Tiyatroyu çocukluğumda sevmemi sağlayan kişi de Cemal dayımdır.
 
Hani evlilik sorumlulukları ve çocukları olmadığı yıllarda yeğen sevmek pek keyiflidir ya. İşte benim daha çok küçük olduğum zamanlar beni götürdüğü oyunları hatırlarım hep. Beni çok mutlu eden bir olay olduğu için aynısını ben de yeğenlerime yapmaya çalıştım. Umarım ileride onlar da hatırlarJ

Şimdi ise eşim sinema sevdalısı olmasına rağmen son iki senedir benim zorumla gittiğimiz birkaç oyunun da maalesef çok kötü çıkması sonucunda uzun süre tiyatroya gitmemek konusunda anlaştıkL
 
Ama benim tiyatro izleme sevdamdan vazgeçmem pek mümkün olmadı. Yeni yılda yeni alışkanlıklar kazanmak gerekir diyerek araştırmaya başladım. Şehir Tiyatrolarının bize en yakın olan salonunda çarşamba gündüz saatlerinde oyunlar olduğunu öğrendiğimde pek sevindim. Malum işten ayrılalı bir yıl olmasına rağmen ben ev hanımı moduna geçemedim. Günler düzenleyip ev oturmaları da yapamadığıma göre yapmaktan zevk aldığım şeylerin üstüne gitmek gerekiyor. Tiyatro izlemek de bunların içinde olduğuna göre artık her Çarşamba tiyatro günüdürJ

Yeni yılın ilk iş günü olan bugün Kadıköy Haldun Taner Sahnesindeki oyuna sadece birkaç bilet kaldığını öğrendiğimde çok şaşırdım. Gündüz vakti tiyatro izlemeye birkaç üniversite öğrencisinden başka kim gidecekti ki?

Biletimi alıp salona geçtiğimde ise önce çok şaşırdım sonra çok sevindim. Salon tamamen doluydu ve birkaç genç vardı sadece. Diğerlerinin tamamı orta yaşın üstünde bay ve bayanlardı ve hepsi pek şıktı. Bazıları bastonlarıyla gelmişlerdi, bazıları ise yanlarında gelenlerin yardımıyla ancak yürüyebiliyordu ama tiyatrodan vazgeçmemişlerdi.

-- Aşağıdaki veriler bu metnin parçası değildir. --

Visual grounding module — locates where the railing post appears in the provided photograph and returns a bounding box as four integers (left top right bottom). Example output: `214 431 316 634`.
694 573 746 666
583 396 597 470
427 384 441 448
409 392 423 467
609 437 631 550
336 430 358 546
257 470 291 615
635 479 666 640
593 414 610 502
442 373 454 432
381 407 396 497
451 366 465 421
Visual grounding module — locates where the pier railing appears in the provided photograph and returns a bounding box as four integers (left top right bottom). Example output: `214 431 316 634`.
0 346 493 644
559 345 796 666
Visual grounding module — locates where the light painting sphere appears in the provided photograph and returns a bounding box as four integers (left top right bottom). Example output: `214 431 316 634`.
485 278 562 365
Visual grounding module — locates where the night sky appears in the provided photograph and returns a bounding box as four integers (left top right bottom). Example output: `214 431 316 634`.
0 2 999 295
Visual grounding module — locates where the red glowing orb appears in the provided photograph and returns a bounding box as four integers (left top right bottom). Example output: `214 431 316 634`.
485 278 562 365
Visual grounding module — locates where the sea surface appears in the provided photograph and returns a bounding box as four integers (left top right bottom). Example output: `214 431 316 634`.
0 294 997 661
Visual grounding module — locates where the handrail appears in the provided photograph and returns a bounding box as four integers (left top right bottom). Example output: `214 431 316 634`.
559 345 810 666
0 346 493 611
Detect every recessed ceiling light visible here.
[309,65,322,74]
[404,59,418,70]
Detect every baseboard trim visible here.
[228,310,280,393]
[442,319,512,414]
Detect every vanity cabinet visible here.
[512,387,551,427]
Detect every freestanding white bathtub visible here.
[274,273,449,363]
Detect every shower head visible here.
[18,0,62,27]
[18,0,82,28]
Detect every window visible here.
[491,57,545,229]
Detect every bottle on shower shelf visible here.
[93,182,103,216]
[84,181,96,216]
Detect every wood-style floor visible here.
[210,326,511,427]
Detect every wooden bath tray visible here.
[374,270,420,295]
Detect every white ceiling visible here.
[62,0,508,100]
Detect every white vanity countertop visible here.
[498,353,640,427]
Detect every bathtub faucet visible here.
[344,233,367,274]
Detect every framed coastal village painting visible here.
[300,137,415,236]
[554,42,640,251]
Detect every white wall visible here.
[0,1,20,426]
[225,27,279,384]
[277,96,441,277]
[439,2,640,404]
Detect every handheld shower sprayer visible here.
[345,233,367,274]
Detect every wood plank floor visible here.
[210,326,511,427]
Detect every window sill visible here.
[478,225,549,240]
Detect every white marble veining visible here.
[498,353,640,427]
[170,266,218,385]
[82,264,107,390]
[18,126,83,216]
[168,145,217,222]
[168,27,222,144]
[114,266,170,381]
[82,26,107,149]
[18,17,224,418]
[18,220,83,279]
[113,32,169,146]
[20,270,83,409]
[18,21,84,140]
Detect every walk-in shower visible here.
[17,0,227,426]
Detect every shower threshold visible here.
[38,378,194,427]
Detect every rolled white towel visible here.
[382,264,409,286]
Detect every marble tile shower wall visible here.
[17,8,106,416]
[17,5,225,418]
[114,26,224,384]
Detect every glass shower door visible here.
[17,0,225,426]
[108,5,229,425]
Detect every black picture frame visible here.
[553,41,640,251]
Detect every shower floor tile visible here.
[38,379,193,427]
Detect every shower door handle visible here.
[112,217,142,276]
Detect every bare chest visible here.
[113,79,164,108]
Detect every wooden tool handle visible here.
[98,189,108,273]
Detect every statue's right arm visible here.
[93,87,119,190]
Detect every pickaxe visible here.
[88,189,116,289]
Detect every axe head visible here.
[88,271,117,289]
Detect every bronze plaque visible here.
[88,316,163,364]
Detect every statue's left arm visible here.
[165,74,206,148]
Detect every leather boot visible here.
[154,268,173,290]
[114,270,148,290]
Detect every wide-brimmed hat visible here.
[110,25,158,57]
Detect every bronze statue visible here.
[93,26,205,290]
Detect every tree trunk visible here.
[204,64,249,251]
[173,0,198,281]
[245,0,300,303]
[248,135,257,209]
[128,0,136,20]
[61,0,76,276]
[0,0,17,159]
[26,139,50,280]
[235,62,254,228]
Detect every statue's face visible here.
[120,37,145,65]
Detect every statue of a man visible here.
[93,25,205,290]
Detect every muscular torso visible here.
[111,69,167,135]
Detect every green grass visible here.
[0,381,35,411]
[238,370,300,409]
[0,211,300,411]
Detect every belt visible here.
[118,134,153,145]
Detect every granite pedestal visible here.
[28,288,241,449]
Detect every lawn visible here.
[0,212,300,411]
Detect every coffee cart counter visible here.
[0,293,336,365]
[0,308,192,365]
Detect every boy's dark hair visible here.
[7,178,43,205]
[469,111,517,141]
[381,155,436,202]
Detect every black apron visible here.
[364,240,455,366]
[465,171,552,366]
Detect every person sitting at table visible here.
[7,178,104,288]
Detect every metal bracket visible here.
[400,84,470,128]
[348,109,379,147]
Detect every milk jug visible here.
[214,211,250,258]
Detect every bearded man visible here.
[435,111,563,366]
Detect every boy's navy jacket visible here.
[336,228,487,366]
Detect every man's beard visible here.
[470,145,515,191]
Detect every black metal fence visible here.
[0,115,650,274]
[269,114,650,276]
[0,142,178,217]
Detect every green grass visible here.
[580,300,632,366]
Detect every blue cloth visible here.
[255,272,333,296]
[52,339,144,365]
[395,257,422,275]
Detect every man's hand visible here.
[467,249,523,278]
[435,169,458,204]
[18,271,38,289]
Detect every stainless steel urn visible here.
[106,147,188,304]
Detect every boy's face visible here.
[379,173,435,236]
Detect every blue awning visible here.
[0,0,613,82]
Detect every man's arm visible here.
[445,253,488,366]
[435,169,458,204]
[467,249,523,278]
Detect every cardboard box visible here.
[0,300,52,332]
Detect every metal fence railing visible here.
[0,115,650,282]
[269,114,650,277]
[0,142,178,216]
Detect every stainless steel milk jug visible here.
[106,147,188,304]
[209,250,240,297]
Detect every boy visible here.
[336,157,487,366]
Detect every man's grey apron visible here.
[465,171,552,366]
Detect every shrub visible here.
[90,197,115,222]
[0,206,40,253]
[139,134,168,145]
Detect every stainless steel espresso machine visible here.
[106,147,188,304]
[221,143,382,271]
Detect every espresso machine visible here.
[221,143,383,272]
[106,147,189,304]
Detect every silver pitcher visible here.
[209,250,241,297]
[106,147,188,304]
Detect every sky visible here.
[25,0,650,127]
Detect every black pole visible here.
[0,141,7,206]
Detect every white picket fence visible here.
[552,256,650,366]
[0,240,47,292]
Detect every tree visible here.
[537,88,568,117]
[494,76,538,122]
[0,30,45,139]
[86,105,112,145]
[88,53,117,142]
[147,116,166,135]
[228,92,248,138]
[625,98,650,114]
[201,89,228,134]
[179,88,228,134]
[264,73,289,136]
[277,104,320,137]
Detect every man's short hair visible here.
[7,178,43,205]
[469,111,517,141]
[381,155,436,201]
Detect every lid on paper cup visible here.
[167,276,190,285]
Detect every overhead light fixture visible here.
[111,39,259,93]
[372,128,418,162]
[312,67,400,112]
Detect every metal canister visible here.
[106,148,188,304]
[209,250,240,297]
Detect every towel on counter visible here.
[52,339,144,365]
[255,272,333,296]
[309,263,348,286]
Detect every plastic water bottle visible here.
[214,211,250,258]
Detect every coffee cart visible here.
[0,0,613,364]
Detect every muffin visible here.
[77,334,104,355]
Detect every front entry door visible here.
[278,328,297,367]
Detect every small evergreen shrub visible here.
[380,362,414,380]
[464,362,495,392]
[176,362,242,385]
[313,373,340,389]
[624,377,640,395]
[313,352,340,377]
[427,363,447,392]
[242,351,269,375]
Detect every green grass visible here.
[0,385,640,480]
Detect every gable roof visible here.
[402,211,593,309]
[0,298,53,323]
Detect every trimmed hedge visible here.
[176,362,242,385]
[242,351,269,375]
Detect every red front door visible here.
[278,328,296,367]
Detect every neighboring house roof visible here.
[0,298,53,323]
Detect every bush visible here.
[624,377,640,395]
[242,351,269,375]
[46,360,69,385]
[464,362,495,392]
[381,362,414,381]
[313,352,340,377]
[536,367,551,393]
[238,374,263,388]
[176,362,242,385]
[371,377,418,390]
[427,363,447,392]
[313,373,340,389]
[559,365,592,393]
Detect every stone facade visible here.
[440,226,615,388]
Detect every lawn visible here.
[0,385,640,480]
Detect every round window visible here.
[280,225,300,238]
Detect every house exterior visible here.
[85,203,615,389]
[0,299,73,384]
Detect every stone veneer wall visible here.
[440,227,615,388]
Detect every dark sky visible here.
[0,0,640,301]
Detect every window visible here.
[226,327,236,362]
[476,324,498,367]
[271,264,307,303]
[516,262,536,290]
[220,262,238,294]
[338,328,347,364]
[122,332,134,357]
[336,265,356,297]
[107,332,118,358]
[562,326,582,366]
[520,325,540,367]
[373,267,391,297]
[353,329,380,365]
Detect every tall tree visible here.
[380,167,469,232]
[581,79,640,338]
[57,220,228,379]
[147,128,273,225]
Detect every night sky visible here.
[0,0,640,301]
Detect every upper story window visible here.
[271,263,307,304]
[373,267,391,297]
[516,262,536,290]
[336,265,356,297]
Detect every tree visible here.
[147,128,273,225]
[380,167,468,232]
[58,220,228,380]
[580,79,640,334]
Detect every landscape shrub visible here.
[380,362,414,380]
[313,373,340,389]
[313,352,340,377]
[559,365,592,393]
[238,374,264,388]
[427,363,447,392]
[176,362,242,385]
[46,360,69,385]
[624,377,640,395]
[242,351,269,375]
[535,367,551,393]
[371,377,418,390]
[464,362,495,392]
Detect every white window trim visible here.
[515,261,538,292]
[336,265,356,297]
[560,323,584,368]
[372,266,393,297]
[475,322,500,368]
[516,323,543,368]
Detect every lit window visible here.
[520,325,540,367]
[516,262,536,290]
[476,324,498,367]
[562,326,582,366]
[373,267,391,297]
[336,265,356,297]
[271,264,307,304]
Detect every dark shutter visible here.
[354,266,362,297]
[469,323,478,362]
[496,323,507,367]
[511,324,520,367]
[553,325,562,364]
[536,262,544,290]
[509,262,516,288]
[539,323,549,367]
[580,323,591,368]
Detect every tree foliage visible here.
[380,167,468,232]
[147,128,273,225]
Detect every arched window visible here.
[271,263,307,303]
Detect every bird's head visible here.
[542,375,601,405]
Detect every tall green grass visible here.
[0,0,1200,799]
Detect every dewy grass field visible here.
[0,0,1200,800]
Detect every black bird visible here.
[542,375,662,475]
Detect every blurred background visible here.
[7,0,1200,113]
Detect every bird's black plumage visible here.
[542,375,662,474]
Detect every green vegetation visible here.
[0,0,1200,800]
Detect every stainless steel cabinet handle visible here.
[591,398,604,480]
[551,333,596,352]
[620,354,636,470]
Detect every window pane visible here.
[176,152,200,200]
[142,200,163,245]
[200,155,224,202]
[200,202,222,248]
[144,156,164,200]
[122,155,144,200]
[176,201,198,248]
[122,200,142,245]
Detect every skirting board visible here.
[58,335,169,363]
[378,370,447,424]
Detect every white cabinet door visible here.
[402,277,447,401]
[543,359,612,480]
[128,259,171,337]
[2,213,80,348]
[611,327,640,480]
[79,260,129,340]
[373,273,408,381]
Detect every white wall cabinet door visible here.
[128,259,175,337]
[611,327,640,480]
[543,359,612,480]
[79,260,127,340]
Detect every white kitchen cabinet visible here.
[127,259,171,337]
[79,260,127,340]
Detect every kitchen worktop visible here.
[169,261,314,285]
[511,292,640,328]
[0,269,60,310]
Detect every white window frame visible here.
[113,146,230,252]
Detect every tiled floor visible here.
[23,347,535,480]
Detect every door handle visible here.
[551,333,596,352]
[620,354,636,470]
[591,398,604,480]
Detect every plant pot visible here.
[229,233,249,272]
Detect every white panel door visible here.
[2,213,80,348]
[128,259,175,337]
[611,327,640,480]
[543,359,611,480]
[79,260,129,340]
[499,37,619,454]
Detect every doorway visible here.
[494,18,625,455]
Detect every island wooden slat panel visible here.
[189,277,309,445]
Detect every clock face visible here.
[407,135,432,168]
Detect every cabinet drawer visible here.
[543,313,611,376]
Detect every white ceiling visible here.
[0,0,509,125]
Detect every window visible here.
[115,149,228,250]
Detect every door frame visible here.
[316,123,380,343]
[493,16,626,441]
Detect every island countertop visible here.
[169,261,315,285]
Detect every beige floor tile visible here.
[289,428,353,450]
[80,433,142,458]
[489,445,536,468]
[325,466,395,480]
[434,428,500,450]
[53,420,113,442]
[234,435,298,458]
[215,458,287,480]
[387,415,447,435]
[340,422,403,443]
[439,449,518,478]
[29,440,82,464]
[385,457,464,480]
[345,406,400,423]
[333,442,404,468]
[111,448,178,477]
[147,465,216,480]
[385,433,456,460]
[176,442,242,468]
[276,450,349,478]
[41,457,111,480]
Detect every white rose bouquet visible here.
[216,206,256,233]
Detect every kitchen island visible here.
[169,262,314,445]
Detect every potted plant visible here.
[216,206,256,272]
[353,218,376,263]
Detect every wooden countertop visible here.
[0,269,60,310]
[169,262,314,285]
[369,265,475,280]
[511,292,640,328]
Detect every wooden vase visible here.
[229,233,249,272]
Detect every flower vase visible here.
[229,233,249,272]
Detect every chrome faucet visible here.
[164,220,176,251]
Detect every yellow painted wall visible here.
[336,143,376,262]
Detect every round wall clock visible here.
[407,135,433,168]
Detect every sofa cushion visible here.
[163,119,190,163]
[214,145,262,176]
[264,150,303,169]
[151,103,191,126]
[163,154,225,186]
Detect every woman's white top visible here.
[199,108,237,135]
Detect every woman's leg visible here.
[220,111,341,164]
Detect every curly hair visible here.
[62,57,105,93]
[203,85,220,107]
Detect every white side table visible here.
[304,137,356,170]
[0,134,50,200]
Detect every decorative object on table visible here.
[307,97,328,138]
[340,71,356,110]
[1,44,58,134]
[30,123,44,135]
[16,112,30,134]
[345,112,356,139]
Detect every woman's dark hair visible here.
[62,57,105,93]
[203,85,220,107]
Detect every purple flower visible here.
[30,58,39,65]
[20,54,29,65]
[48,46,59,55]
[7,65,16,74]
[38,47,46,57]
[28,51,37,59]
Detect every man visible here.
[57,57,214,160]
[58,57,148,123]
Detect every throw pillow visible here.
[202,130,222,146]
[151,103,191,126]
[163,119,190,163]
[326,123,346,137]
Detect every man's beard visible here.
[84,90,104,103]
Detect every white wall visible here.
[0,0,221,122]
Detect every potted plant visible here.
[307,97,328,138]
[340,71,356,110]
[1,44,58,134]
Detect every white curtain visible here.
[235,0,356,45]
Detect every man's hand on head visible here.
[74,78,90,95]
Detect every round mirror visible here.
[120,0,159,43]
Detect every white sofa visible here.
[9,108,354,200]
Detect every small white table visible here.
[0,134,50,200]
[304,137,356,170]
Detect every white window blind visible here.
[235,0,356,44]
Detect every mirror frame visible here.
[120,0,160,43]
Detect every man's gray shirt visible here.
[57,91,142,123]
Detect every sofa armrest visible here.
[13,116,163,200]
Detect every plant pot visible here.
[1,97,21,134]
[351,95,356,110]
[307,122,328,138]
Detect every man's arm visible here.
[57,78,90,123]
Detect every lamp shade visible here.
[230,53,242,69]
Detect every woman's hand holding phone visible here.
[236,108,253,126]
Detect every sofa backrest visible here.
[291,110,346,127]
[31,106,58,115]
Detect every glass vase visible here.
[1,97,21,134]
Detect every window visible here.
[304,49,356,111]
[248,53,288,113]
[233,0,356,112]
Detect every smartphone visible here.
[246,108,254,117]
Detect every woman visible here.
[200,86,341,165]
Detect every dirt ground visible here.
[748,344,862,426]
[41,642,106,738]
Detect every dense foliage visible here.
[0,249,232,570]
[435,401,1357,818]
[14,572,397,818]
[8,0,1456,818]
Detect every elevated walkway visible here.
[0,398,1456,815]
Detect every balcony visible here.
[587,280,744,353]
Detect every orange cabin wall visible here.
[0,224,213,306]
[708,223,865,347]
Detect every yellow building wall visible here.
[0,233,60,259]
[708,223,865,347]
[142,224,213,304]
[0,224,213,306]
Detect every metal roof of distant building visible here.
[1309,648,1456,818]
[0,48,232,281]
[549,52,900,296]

Bugün izlediğim oyunun adı ‘Türkiye Kayası’.

Bulgaristan’dan Türkiye’ye göç etmek zorunda kalan dört kişilik bir ailenin başından geçen olayları anlatıyor. Yaşanmış bir olaydan esinlenilerek yazılan oyun 120 dakika sürdü.

Tüm anılarını yükledikleri arabayı sınırdan geçirip Türkiye’ye sokamadıkları için geceyi serbest bölgede geçirmek zorunda kalan ailenin hikayesi anlatılıyor oyunda.

Bulgaristan’da her zaman ikinci sınıf vatandaş olduklarını hissetmiş olan aile, Anavatanımız dedikleri Türkiye’ye girmeye çalışıyorlar. 15 Yıl çalıştıktan sonra aldıkları arabalarının vergilerini ödeyemedikleri için Türkiye’ye giremediklerinde gümrük memuruna ‘bu kanun da nerden çıktı’ diye soruyorlar.
Memurun verdiği cevap ise çok içler acısı fakat çok gerçekçiydi. ‘Böyle devamlı değiştiriyorlar ve zora sokuyorlar ki; Millet, Ülkede Kanun Var! desin.’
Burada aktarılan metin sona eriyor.